The kinetics of the removal of copper ions from aqueous solutions using magnetic nanoparticles supported on activated carbon

Abstract

Removal of Cu(II) from aqueous solution supplies is possible through the process of adsorption. One of these processes involves the preparation of magnetic nanoparticles on activated carbon (AC). Adsorbed coppre ions on the surface of Fe3O4-AC are separated from aqueous solutions using external magnetic fields. In the present study, magnetic nanoparticles were synthesized using the co-precipitation method. Fe3O4-supported AC was also used for the removal of copper ions from an aqueous solution.
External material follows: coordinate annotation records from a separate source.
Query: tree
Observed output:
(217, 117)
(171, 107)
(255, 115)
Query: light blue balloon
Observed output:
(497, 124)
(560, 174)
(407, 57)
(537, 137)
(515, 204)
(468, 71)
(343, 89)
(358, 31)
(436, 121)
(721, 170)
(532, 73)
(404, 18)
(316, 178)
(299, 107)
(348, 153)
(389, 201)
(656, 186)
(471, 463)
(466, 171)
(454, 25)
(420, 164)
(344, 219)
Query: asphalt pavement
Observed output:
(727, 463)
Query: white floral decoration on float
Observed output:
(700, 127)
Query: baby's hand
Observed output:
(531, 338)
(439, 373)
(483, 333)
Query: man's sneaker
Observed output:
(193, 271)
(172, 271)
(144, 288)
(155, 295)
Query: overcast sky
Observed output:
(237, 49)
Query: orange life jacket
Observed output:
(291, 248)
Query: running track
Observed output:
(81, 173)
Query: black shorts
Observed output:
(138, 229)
In additon, the effects of parameters such as pH, adsorbent dosage, and initial Cu(II) concentration on the removal process were investigated. The optimal conditions for the removal of Cu(II) ions from aqueous solutions were at the pH of 7, adsorbent dosage of 0.1 gram, and initial Cu(II) concentration of 10 mg/l. Removal percentage was estimated at 96.37% for Fe3O4-AC, while it was 61.52% for AC. Langmuir, Freundlich, and Temkin isotherm models were also used in equilibrium studies. According to the findings, Temkin isotherm was well-fitted with the experimental data. In the kinetic studies, pseudo-first-order and pseudo-second-order models were assessed, and the pseudo-first-order equation provided the optimal correlation with the obtained data.